E-bikes can reach speeds of up to 28 mph in the United States, but most reach speeds of around 20 mph.
This speed is frequently faulted for the expanded risks that are seen with e-bicycles contrasted and those of customary bicycles.
“It’s actually simple physics. If a car is traveling 45 or 40 miles an hour and hits somebody, it’s almost a certain fatality. Whereas if that same car is traveling just 10 miles an hour less, you’ve got less than half that probability of a fatality,” said Charles DiMaggio, a professor of surgery and population health at NYU who led a study on e-bike injuries.
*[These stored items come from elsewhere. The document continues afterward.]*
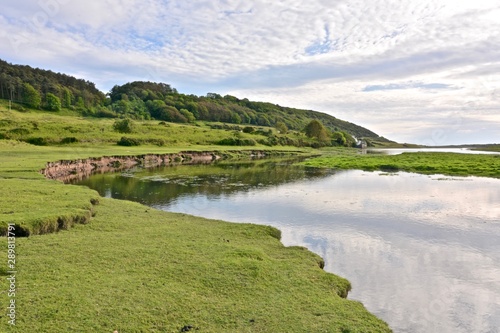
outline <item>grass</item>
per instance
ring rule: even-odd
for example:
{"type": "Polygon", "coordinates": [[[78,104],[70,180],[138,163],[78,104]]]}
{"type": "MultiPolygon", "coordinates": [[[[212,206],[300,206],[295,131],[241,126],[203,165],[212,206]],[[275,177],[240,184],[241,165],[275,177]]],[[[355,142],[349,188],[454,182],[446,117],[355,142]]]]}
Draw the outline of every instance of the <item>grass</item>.
{"type": "MultiPolygon", "coordinates": [[[[8,223],[18,225],[19,234],[43,234],[66,229],[74,223],[87,223],[92,214],[91,202],[98,194],[82,187],[64,185],[44,179],[39,172],[48,161],[77,160],[99,156],[127,156],[145,153],[166,154],[183,150],[225,151],[228,147],[120,147],[102,146],[33,146],[23,142],[0,140],[0,235],[8,223]]],[[[255,148],[255,147],[254,147],[255,148]]],[[[267,148],[267,147],[266,147],[267,148]]],[[[246,148],[239,148],[244,151],[246,148]]],[[[297,153],[293,147],[281,153],[297,153]]],[[[269,151],[278,154],[278,151],[269,151]]],[[[247,154],[238,150],[224,155],[238,158],[247,154]],[[241,155],[241,156],[240,156],[241,155]]]]}
{"type": "MultiPolygon", "coordinates": [[[[64,144],[75,140],[85,145],[109,145],[117,143],[123,136],[138,139],[146,145],[211,145],[235,135],[229,130],[210,129],[202,122],[175,124],[157,120],[135,121],[133,133],[114,131],[114,123],[115,119],[77,117],[68,112],[9,111],[0,105],[0,138],[37,142],[39,145],[64,144]]],[[[265,139],[262,135],[245,133],[239,133],[238,136],[265,139]]]]}
{"type": "Polygon", "coordinates": [[[472,148],[472,150],[500,152],[500,144],[479,145],[476,148],[472,148]]]}
{"type": "Polygon", "coordinates": [[[290,131],[279,134],[275,128],[254,126],[255,132],[241,131],[247,125],[235,125],[197,121],[189,124],[168,123],[158,120],[134,120],[132,133],[114,130],[116,119],[82,117],[74,111],[63,109],[48,112],[26,109],[24,112],[9,110],[7,102],[0,100],[0,139],[18,140],[36,145],[110,145],[126,137],[142,145],[156,146],[200,146],[215,145],[225,141],[226,145],[310,145],[314,140],[303,133],[290,131]],[[217,128],[213,128],[217,127],[217,128]],[[240,131],[235,130],[239,128],[240,131]],[[267,133],[271,133],[270,137],[267,133]]]}
{"type": "MultiPolygon", "coordinates": [[[[16,326],[4,310],[0,331],[390,332],[343,298],[347,280],[310,251],[284,247],[272,227],[98,198],[39,173],[48,161],[221,148],[0,140],[0,225],[31,234],[16,238],[16,326]],[[37,235],[49,231],[59,232],[37,235]]],[[[0,248],[7,304],[6,237],[0,248]]]]}
{"type": "Polygon", "coordinates": [[[46,234],[88,223],[99,195],[89,189],[48,180],[0,179],[0,235],[9,223],[17,236],[46,234]]]}
{"type": "Polygon", "coordinates": [[[88,225],[17,239],[10,331],[389,332],[340,297],[350,285],[321,258],[278,236],[101,199],[88,225]]]}
{"type": "Polygon", "coordinates": [[[311,167],[360,169],[366,171],[406,171],[450,176],[500,178],[500,155],[456,153],[403,153],[400,155],[358,155],[330,152],[302,162],[311,167]]]}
E-bikes are significantly more dangerous than other forms of micromobility in terms of the severity of injuries.
“E-bikes are three times more likely to result in a hospitalization if an injury occurs compared to traditional bikes,” DiMaggio said.
E-bikers and cyclists, on the other hand, argue that the speed isn’t a problem; cars are.
“Cars are the greatest threat to other road users,” Radenbaugh said. “Whether that’s pedestrians, regular cyclists or electric bikes.”
E-bikes are much safer to use in places like the Netherlands where bike infrastructure is prioritized.
“The big difference that you see here in the Netherlands compared to most other places, with very few exceptions, is that everybody cycles here. Everybody from 6-year-olds to 90-year-olds,” said Jason Slaughter, the creator of an urban planning YouTube channel called Not Just Bikes.
A likely solution for making e-bikes safer in the United States is to replace roads with bike paths and pedestrian plazas, as has been done in a lot of the Netherlands.
“And bicycle infrastructure is not expensive. But we need to start thinking about this seriously in North America as a network,” Slaughter said.